A recent study yielded encouraging results for a therapeutic biological drug that takes aim at recurrent C difficile infection (CDI). CDI is the most common cause of antibiotic-associated diarrhea and is a particular scourge in nursing homes and other healthcare facilities serving older adults. It’s typically treated with antibiotics, but frequent recurrences are not uncommon, and the most serious cases can be fatal.

The study team, led by Jessica Allegretti, MD, MPH, at Brigham and Women’s Hospital in Boston, tracked data on 132 individuals enrolled in the phase 2 PRISM-EXT trial. Participants hailed from 51 different sites across North America, and all had experienced at least 1 episode of recurrent CDI for which they received standard of care antibiotics followed by the microbial therapeutic drug CP101. The administration of CP101 was open label. The study’s primary endpoints were safety and the percentage of participants experiencing no CDI recurrence.

The results, revealed at the 2022 American College of Gastroenterology conference, show that CP101 was associated with reduced rates of recurrent CDI. Eight weeks after being treated, 80.3% of participants had not experienced CDI recurrence. By week 24, 78.8% had no CDI recurrence.

The study’s authors noted that CP101 resulted in increased engraftment of drug-associated taxa and diversity of the subjects’ microbiota from baseline to weeks 8 and 24, which was the hoped-for outcome. “It’s designed to deliver a diverse microbial community,” Allegretti said.
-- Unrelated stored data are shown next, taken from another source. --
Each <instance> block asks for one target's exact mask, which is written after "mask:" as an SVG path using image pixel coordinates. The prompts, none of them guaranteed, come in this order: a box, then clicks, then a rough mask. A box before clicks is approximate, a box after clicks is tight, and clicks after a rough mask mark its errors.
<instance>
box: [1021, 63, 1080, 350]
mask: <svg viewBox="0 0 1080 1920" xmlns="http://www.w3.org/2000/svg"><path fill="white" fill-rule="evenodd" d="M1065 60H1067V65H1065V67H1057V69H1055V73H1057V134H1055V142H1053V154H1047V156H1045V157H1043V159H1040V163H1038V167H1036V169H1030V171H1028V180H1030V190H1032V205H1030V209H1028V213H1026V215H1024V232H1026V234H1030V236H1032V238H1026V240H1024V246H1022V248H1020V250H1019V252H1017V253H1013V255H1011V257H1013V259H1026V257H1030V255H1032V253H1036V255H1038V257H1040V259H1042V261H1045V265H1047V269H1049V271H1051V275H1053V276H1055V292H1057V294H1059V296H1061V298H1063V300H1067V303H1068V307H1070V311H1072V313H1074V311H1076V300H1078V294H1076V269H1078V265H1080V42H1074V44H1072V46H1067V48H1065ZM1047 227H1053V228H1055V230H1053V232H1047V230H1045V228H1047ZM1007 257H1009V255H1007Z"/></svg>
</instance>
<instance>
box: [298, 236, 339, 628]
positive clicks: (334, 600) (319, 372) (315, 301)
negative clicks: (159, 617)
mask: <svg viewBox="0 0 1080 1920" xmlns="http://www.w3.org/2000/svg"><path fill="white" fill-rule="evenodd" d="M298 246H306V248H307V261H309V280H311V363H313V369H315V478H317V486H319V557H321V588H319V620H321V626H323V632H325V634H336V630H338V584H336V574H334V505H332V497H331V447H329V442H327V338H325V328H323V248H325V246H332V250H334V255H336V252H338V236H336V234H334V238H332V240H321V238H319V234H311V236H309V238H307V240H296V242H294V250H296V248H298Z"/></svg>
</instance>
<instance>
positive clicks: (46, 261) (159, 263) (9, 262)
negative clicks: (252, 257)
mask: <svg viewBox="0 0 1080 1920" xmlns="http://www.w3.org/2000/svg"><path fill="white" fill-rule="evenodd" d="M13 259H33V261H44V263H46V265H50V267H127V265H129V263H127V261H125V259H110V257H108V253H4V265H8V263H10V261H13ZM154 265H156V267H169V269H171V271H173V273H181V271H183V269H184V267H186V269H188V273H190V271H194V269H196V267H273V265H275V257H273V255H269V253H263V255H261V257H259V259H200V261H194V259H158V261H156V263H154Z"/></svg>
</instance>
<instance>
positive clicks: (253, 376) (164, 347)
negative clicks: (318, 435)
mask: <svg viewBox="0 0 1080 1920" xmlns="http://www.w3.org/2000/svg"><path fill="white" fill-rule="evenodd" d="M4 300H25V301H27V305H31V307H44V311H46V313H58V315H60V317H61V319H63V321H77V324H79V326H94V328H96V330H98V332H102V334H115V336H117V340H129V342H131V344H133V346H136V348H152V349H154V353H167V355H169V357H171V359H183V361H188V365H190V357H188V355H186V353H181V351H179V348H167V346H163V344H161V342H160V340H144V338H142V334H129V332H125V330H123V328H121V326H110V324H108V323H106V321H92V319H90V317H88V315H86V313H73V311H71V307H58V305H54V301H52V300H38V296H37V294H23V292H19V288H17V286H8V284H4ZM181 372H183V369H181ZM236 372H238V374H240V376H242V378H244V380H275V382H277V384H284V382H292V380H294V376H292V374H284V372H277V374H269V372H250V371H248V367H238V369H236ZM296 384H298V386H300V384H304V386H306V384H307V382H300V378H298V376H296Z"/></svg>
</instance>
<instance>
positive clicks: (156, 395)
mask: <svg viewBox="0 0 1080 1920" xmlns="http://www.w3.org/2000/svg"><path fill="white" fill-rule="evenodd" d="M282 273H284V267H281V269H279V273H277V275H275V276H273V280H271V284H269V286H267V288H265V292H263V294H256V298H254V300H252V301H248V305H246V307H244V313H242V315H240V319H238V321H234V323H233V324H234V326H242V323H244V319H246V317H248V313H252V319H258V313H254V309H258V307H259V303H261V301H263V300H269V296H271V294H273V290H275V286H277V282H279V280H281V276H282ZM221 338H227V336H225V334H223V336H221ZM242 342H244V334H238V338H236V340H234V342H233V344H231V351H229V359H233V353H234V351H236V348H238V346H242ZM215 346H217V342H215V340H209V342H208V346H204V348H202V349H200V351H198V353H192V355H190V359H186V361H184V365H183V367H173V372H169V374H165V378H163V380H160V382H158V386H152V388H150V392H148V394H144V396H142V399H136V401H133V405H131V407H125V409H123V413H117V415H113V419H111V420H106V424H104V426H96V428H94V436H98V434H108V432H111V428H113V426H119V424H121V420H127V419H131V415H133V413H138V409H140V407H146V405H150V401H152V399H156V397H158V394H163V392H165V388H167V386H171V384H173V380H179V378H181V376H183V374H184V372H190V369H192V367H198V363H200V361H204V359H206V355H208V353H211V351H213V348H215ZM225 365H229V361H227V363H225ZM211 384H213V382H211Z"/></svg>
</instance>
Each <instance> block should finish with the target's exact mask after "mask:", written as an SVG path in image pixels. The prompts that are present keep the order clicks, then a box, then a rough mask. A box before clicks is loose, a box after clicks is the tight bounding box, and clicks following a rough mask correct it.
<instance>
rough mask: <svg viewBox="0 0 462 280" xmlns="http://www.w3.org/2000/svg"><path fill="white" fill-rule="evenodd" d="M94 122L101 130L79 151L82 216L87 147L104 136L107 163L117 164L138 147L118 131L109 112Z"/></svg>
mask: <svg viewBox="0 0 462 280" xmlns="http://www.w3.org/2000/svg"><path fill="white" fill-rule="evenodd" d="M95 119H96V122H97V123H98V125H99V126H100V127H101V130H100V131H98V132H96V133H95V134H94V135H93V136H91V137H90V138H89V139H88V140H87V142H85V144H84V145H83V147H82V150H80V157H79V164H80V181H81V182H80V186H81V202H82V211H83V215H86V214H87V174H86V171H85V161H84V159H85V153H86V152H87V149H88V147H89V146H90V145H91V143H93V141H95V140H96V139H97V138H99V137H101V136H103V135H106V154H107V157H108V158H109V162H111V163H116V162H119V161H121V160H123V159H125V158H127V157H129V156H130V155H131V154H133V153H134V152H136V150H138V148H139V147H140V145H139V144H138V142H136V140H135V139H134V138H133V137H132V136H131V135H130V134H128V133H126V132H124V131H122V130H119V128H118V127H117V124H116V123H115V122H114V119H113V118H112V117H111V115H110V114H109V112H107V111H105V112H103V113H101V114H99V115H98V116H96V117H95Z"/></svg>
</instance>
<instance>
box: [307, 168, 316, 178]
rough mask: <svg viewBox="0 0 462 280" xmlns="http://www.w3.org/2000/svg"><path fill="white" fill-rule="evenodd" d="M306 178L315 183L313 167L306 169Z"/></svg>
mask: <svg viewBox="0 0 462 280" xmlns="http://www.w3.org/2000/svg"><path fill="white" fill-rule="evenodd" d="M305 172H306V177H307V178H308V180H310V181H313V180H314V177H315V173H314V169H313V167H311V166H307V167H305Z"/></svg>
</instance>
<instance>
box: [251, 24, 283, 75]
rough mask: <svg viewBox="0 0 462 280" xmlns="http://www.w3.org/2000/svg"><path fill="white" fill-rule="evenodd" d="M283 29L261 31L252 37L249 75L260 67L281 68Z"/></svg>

In the case of the 26 participants who experienced a CDI recurrence prior to week 8 and the 2 who experienced a CDI recurrence between week 8 and week 24, the microbiome analysis may have been affected by the standard of care antibiotics they would have received.

The PRISM-EXT trial’s safety results were in line with those of earlier study results. No subjects experienced serious adverse events or death, and fewer than 1 out of 10 (9.8%) had any treatment-related adverse events. The most common adverse events were mild to moderate gastrointestinal symptoms.

Currently, the study team is enrolling patients in the phase 3 trial for CP101, with the goal of advancing the therapy toward FDA approval. Currently, there is a significant unmet need for FDA-approved oral CDI treatments that can restore a patient’s microbiome after CDI. While the medical community has embraced fecal microbiota transplantation (FMT) as an effective treatment for recurrent CDI, it’s considered an experimental procedure and is not FDA approved. In FMT, stool from healthy donors is administered to patients in order to colonize their gut, restoring diversity and balance. The processed stool is received either via the colon, through nasogastric tubes, or orally in capsules.

Allegretti pointed out that CP101 offers advantages over other therapies designed to work against CDI: It can be taken as a 1-time oral dose and requires no bowel prep. “Having a therapy like CP101 is going to be a real game changer to treat people with this difficult disease,” she stated. “We really have a good handle on the mechanism of action of this drug. I’m really excited to see the results of this phase 3 trial.”